In the present invention, one or more pairs of corresponding dampers symmetrically arranged above and below the linear member such as the filament are fixed to the same or the separate fixing member(s) formed on any one of the front substrate and the anode substrate so that the installation space of the auxiliary linear members can be reduced and the fixing process can be simplified. Further, the number of the fixing members is reduced together with the number of the wirings of the dampers and terminals for extracting the wirings.

Further, the dampers symmetrically disposed above and below the linear member such as the filament can be fixed to the same substrate and, further, both dampers are fixed to the same spacer pad.

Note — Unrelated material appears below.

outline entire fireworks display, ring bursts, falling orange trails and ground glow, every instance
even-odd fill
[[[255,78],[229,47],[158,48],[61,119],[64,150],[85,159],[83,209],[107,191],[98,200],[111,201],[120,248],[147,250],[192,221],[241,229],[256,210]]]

In this case, one spacer pad can be used for the pair of dampers and perform double duty as the fixing member or the spacer. Accordingly, the space for fixing the dampers can be smaller, thereby realizing a small size of a fluorescent radiation device. Moreover, the dampers can be fixed to the same substrate so that the fixing process can be facilitated. One spacer pad can be used for both dampers and can serve a dual function as the fixing member or the spacer with the results that: fewer spacers or fixing members of the dampers are needed and, accordingly, fewer metal layers for fixing same are used; and the processes including the fixing process of the spacers or fixing members and the manufacturing process of the metal layers can be reduced.

Since the end of the damper is joined to the step-shaped fixing portion along the bottom portion and the vertical portion thereof, the damper can have sufficient amount of portion joined to the spacer pad to thereby heighten the binding strength. Further, by forming the fixing portions at different locations in the spacer pad, there can be formed in the spacer pad a plurality of spacers with different heights.

In case of connecting the wiring to the damper, the wiring can be used for a pair of corresponding dampers and, therefore, it is unnecessary to increase the number of the wirings and the terminals for extracting the wirings.

In accordance with the present invention, the dampers and the spacer pads are fixed by using the ultrasonic bonding technique, which does not generate heat during the fixing process, compared with the case of the other technique (e.g., welding technique). Accordingly, damages to neighboring components due to the heat can be prevented.